Port William is a thick community, with multiple ties that bind and many layers of collective understanding. Conservative blogger and author Rod Dreher, a Berry fan, noted that Tanya Berry once told him that she and Wendell didn’t understand why so many young conservatives loved his work but were grateful for it. Indeed, Berry has legions of conservative fans, and the reason is simple—it is because his work provides an answer to the question: What are we conserving? Or at least: What is worth conserving? Berry is advocating for islands in the sea of liquid modernity and roots in a restless, globalist world. The essence of Berry’s conservatism is the radical Christian love of neighbor, regardless of who they happen to be. One passage in Jayber Crow sums it up perfectly. Troy, Crow’s nemesis, is waiting his turn in the barber’s chair, opining to the other men on why communists should be rounded up and shot. Jayber stops cutting hair for a moment and quotes: “Love your enemies, bless them that curse you, do good to them that hate you.”
“Where did you get that crap?” Troy demands. “Jesus Christ,” Jayber responds. Troy falls silent, but Jayber is honest with himself: “It would have been a great moment in the history of Christianity, except that I did not love Troy.” There are many Christian conservatives today who seem to think that they can simply ignore the clear, inescapable biblical command to love both our neighbors and our enemies—even when they are one and the same.

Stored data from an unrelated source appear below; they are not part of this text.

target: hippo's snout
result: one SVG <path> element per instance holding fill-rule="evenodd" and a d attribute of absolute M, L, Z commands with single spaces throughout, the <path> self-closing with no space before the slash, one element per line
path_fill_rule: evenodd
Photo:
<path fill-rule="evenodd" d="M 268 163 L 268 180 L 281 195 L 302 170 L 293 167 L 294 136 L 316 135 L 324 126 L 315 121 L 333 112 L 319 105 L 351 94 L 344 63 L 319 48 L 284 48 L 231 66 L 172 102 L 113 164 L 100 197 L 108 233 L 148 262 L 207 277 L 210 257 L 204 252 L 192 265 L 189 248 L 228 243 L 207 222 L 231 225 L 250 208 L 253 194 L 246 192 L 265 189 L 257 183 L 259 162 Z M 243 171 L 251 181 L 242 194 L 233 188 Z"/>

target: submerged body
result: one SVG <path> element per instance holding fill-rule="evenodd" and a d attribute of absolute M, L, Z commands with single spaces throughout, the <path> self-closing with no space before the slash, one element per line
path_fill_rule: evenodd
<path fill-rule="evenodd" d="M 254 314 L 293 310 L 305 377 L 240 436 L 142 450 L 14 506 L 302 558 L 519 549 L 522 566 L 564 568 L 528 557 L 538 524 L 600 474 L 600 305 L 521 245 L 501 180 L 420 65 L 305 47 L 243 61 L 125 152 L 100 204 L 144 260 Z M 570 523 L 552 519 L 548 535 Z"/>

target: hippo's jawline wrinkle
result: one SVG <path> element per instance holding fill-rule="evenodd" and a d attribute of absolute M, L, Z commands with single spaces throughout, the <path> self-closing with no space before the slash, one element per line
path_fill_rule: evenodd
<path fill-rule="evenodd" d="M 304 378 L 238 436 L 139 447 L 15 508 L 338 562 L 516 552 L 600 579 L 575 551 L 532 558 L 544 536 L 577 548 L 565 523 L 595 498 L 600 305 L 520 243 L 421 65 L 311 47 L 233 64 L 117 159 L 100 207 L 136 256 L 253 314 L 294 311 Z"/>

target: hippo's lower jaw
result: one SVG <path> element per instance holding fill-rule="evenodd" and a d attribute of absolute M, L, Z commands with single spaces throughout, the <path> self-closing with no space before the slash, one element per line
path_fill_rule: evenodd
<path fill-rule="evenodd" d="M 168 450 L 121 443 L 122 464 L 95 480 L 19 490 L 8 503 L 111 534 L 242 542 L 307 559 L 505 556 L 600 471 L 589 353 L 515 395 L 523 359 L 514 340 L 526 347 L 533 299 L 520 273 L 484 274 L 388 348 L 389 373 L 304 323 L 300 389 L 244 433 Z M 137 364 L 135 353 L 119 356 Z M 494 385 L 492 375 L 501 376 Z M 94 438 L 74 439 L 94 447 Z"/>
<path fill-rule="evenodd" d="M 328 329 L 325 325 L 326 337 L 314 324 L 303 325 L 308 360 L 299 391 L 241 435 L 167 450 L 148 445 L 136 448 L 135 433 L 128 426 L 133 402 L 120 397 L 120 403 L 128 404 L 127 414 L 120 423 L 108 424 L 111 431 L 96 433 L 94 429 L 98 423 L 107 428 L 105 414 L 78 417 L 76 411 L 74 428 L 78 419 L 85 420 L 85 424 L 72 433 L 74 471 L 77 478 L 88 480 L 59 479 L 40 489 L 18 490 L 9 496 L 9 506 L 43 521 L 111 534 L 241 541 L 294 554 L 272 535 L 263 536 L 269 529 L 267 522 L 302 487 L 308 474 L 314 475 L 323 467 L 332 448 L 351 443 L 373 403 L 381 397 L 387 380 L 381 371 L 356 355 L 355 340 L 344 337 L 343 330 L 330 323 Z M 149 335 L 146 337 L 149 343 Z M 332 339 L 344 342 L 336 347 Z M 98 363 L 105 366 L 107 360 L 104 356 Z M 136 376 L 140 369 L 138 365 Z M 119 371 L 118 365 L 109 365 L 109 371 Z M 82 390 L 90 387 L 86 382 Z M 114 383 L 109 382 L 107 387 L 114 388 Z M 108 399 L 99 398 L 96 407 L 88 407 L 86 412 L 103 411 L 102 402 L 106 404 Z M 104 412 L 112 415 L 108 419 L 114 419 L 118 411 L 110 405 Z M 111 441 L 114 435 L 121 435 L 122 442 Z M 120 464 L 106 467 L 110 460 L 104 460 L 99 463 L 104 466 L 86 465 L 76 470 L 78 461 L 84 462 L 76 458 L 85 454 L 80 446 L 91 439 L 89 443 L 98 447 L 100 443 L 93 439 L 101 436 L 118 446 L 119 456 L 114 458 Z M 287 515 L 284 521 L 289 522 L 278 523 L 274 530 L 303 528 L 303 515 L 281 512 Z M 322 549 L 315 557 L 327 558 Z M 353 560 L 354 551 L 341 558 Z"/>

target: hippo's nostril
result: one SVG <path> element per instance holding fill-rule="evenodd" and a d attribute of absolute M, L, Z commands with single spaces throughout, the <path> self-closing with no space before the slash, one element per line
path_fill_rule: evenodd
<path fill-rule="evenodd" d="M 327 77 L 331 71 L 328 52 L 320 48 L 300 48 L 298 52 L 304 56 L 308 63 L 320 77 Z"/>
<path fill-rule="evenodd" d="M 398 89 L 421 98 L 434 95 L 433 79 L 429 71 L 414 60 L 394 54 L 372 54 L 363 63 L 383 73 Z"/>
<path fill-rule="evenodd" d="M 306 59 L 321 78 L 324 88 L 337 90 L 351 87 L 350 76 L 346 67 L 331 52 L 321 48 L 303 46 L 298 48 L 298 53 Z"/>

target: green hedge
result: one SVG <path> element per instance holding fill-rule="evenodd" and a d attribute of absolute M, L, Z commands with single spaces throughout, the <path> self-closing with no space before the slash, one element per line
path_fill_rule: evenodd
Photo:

But Berry—and the Bible—are right, and they are wrong.
I hope these 13 stories are not the last of Wendell Berry’s record of the Port William membership. To me, his novels and his stories are a more effective evocation of the world he loves and wishes to defend than his nonfiction; as one friend put it to me: “His stories make me love what I should love and hate what I should hate.” His increasingly reflective stories, which are now more about the ruminations of old men than the lives of the young and strong, evoke a powerful nostalgia even in those who have never known the world that Berry writes about. Is all of that gone? Not quite, and not yet—and old men have hope when they see that not all have rejected the old ways. As Berry writes:
Andy and Danny are the last of a time gone. Perhaps, as they each secretly pray, they may be the first of a time yet to come, when Port William will be renewed, again settled and flourishing. They anyhow are the links between history and possibility, as they keep the old stories alive by telling them to their children and again, and whenever reminded, to each other.
In How It Went, Berry attempts once again to persuade us of something not only worth remembering, but preserving—but that only by remembering is preservation possible.